Since then, the hostage situation has defined Israeli life and shaken Jewish communities around the world. Hostages’ names and faces are everywhere. In Israel, posters cover street corners, bus stops, balconies and the sides of buildings. Families keep an empty chair at the table every holiday to celebrate their absence. In Melbourne, where I live, giant billboards with their faces are strewn across Caulfield. Even thousands of kilometers away, it is impossible to look at the faces of the hostages and not feel the pain and fear of the collective memory.
In Jewish tradition, the rescue of captives is called – pidyon shvuyim – is considered one of the highest moral acts. For centuries, Jewish communities raised money and took great risks to free their people from captivity. The Talmud teaches that there is no greater good than freeing a captive, because every moment spent in captivity is a living torment. The obligation to protect and save what has been taken from them runs deep in the collective story of the Jewish people. From the Crusades to today’s wars, our history has been shaped by the trauma of abduction and the sacred mission of return.
In the two years since the start of the war, Israel had made two previous agreements with Hamas. The first one is in November 2023Israel released women and children in exchange for Palestinian women in prisons. Latter, early 2025It was observed that 33 more hostages, including the bodies of the dead hostages, were released in exchange for male Palestinian prisoners in Israeli prisons.

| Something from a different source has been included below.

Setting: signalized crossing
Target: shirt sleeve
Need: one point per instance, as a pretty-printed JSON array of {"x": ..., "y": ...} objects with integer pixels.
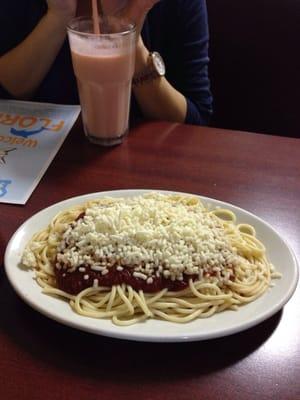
[{"x": 194, "y": 60}]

Today, 48 hostages remain in Gaza, but more than half of them are believed to be dead. If the agreement is valid, Israel will be released 250 Palestinian prisoners sentenced to life imprisonment along with 1,700 Gazans In exchange for the bodies of the remaining hostages and about 20 living hostages, those who have been held in administrative detention in Israeli prisons since the start of the war.

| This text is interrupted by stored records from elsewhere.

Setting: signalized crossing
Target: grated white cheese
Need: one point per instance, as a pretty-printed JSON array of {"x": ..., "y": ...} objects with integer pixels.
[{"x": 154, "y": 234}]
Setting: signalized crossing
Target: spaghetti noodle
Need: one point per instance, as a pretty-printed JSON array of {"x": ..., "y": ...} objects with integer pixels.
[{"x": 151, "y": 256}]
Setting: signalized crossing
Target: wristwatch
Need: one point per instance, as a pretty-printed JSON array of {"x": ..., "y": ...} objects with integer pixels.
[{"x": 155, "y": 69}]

Even though I live in Australia, I have been following this story closely for two years. Like many Jews around the world, I feel like I know the hostages personally. For the past two years I have prayed for their safety and return to my synagogue, and I have seen their faces all over the newsletters and newspapers. I have mutual friends with some of the hostages currently in Gaza, and their families fought so hard to bring them home, flying all over the world, talking to anyone who would listen, and begging world leaders to help them.
It’s hard to find hope in this conflict. The political landscape has been shattered, trust has eroded and bitterness has turned to anger on all sides. Gaza was devastated and its people deeply traumatized. I hope that with the return of the hostages and the ceasefire, the people in Israel and Gaza can begin to heal and rebuild.
To me, the return of the hostages marks the end of a nightmare for families who have put aside their grief for two years. This joy does not erase the suffering in Gaza, but it does revive something personally valuable that was almost destroyed by this war: the belief that life, for all its fragility, still matters.
Despite the Sukkot festival, I know I will be in front of the television this weekend watching the hostages come home. Because their return after two years of darkness reminds me that every human life is precious. The message worth carrying, in my opinion, comes from Rachel Goldberg-Polin, the Israeli-American mother whose son Hersh was kidnapped from the Nova music festival and later killed in the tunnels of Hamas. HE writes: “Pain has no measure…pain is pain.”
To me, his words were definitive. If after everything we can still make room for compassion in our hearts, then perhaps there is a way forward; A path built not on revenge but on our common humanity.